Dr Dar said 7,416 pigs had been culled in the affected areas, some of them buried alive. That all happened in a 1-km radius around the affected areas. He added that the department is currently verifying reports of cases in other areas as well. He also said that Philippine farmers were given 3,000 pesos (€52) in compensation to recover from the depopulation.
A report by the World Organization for Animal Health (OIE) speaks of 7,952 pigs at risk, all of which were found on ‘mostly backyard farms’ in Rizal province. Of these 536 had died, leading to the culling of an additional 7,416 pigs. Remarkable is that the first problems on-farm were noted as from July 25. The Philippine government also spoke of ASF in neighbouring Bulacan province (Guiguinto town), those outbreak data have not been made public yet through the OIE.
The Department of Agriculture added that the ASF virus has been contained. DA spokesperson Noel Reyes told the Philippine Star: “I just want to clarify that there’s no more ASF. It has been contained because the areas have been disinfected.”

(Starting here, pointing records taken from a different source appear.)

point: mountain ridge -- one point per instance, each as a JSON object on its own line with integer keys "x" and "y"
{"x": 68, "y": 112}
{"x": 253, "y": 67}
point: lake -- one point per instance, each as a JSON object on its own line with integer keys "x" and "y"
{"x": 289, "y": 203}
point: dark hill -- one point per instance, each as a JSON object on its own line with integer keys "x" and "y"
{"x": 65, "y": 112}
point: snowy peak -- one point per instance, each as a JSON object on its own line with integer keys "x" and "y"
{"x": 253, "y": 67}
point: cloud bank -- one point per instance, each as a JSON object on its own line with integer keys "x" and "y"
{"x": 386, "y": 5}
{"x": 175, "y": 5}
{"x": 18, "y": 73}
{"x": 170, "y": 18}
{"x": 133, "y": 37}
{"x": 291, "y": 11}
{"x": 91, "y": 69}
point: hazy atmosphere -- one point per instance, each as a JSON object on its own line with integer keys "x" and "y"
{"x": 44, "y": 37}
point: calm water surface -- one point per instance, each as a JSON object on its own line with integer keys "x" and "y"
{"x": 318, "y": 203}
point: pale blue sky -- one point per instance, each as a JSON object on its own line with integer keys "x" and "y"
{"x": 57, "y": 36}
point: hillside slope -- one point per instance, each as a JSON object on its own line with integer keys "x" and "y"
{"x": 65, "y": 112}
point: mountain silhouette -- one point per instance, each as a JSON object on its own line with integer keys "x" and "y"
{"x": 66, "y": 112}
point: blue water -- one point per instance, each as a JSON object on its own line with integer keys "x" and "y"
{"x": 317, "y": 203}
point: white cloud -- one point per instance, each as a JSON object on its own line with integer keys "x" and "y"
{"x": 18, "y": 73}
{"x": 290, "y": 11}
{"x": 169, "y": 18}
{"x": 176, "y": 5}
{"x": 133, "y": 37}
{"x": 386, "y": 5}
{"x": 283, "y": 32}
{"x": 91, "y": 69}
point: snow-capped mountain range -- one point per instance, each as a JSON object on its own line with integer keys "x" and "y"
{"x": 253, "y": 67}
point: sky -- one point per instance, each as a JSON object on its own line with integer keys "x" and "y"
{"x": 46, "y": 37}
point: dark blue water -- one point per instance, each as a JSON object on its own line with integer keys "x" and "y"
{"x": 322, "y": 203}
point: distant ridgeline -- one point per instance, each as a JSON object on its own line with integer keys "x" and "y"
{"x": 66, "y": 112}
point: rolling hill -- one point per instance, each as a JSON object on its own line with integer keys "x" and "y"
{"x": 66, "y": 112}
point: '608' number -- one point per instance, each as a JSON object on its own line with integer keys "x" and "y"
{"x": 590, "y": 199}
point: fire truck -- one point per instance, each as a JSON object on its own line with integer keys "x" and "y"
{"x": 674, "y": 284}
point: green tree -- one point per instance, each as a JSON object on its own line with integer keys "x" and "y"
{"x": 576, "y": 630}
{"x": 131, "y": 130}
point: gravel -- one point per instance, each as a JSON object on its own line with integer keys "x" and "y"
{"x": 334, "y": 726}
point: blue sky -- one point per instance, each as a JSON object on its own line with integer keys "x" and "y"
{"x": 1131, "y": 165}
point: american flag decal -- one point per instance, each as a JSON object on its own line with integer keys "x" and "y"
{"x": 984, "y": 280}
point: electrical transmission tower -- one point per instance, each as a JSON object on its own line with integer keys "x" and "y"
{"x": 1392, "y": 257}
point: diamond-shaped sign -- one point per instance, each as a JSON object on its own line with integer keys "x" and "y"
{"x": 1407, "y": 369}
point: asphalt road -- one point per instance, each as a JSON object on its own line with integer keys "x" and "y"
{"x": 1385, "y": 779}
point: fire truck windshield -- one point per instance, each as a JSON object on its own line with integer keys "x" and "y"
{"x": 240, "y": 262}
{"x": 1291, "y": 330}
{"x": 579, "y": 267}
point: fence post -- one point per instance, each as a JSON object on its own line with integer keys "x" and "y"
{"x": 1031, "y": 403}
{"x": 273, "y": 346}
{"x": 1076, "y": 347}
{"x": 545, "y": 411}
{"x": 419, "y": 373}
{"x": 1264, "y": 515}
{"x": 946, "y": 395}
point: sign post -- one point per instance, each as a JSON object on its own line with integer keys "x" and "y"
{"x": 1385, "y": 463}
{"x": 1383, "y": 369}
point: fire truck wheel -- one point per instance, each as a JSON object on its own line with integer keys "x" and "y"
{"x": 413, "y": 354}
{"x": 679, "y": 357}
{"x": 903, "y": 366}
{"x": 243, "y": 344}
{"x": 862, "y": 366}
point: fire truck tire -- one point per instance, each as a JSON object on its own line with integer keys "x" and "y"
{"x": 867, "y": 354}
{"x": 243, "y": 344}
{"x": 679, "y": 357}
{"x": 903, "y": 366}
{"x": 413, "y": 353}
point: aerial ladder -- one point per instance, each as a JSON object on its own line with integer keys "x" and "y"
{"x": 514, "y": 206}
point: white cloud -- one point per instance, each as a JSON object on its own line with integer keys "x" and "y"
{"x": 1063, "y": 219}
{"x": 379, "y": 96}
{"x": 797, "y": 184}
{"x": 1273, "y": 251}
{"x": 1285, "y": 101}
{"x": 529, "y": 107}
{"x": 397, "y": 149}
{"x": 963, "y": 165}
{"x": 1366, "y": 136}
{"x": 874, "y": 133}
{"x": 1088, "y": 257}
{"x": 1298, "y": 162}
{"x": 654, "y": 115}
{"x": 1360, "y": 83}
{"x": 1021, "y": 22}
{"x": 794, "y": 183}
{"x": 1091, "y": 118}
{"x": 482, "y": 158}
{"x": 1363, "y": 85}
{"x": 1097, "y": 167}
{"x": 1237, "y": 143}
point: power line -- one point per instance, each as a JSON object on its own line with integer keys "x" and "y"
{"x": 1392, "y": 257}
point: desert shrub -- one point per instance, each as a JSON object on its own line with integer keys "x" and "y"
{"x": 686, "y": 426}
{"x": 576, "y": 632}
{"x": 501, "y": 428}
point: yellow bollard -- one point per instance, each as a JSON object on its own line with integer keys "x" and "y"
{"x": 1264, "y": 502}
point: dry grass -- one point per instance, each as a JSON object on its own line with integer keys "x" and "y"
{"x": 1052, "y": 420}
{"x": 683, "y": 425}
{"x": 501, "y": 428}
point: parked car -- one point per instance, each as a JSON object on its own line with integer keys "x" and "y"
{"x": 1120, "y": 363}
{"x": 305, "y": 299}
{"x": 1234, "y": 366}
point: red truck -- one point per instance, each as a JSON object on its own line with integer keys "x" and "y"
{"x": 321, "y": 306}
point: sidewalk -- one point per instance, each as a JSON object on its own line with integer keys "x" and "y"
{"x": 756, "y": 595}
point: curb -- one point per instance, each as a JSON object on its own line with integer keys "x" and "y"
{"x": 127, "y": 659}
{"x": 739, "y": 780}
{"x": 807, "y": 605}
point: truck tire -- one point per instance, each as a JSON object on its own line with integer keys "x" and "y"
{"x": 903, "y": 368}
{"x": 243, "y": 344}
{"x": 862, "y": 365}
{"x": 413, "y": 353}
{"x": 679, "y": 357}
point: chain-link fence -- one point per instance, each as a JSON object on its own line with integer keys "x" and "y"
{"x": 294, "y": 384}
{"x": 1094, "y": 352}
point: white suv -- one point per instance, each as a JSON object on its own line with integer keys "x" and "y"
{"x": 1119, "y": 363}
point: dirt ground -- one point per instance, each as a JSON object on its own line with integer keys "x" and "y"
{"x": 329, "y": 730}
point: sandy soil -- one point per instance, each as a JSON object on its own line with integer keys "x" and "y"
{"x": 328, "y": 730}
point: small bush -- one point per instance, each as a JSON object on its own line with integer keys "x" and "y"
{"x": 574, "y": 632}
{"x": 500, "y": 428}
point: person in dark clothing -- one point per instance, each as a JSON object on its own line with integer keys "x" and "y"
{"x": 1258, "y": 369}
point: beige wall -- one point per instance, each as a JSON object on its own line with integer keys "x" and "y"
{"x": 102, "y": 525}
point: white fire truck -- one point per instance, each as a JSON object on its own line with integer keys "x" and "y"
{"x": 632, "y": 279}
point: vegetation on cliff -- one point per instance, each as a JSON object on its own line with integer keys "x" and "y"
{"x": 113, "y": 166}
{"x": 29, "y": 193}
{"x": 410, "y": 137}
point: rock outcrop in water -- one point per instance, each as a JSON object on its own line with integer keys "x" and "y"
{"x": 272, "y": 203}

The Philippine authorities stated they suspect that the virus was brought to local farms via food scraps, or swill, from hotels and restaurants fed to pigs, or from imported pork products. They also reminded swine farm owners that the transport, handling, disposal and sale of swill without proper permits and not in accordance with the existing regulations is unlawful.
Read more on pig health in the Pig Progress Health Tool
Inside the country, the Department of Agriculture (DA) has tightened animal quarantine and food safety measures, prohibiting the transport of live animals and meat products without health and shipping permits.
The Philippines is the 9th country in Asia where ASF has been discovered, after the Asian part of Russia, China, North Korea, Mongolia, Vietnam, Cambodia, Laos and Myanmar. On a global scale, the discovery of ASF in the Philippines is a major blow, as it means that the virus has been able to travel despite sea, a natural biosecurity barrier.
Also read: Swine sector in the Philippines set to grow
In 2017, the Philippine pig population was 12.4 million animals, according to figures from the UN Food and Agriculture Organization (FAO). Roughly 8 million pigs are estimated to be in backyard farms and 4.7 million in commercial farms.